The provincial government has increased funding for travel and accommodation for people who must travel to major centres for care, but the focus of that money has primarily been on cancer patients.
Derksen-Unrau said transplant patients, particularly those in need of new lungs, remain overlooked.
“We’re still pushing this forward and we’re not going to stop until there is a change in place so that nobody dies,” she said.
“Nobody deserves to die because of money, because the Health Act says no person shall be denied access to health care by any barrier, including financial.”
Speaking at a housing announcement Thursday, Premier David Eby acknowledged that gaps remain in health-care coverage for B.C.’s rural communities.
“Small communities in the province … have really faced the brunt of the health-care worker shortage that we are seeing in Canada, not just here in B.C.,” he said.
The province’s focus, he said, remains on attracting workers to those areas, highlighting 7,000 new nurses and 700 new family doctors recently added to the system.

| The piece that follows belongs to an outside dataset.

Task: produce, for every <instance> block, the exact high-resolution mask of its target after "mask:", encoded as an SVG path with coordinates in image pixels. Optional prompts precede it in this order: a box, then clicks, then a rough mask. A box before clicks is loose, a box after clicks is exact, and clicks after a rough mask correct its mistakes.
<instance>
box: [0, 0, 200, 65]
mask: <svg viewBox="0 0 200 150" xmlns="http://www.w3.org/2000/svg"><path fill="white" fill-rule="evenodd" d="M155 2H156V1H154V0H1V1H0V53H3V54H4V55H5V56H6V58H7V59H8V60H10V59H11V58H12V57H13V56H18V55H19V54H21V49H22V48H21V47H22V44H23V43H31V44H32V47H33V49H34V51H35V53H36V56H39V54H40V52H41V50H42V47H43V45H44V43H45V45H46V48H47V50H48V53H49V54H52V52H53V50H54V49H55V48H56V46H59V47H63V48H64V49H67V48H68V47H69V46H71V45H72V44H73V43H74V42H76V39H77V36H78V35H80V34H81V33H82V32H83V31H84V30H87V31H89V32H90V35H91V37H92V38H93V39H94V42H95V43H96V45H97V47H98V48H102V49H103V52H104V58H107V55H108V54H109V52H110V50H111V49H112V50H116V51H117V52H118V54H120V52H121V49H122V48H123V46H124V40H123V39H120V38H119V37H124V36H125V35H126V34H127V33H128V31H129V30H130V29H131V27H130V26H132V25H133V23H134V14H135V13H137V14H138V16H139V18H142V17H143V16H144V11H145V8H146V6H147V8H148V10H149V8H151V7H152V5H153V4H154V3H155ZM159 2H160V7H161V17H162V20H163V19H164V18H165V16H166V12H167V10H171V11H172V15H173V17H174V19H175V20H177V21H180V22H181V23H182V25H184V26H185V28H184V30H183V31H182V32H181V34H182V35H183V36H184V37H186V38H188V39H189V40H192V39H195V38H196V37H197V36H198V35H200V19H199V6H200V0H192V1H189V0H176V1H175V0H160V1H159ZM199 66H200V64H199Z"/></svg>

“We are still facing emergency room closures in small communities, so we can’t let up.”
Derksen-Unrau said she has met with Eby and was clear she wants to see more for transplant patients.
She wants to see B.C. adopt a model used in other provinces where donors have offered up homes or buildings for surgery patients to live in, which are then operated by the province.
“I wasn’t doing it for just me. I am doing it for everyone else so no one else has to sit where I sat and make the decision to take yourself off the list because you don’t have money,” she said.
“There should be funding in place by the government to take care of people for their housing needs.”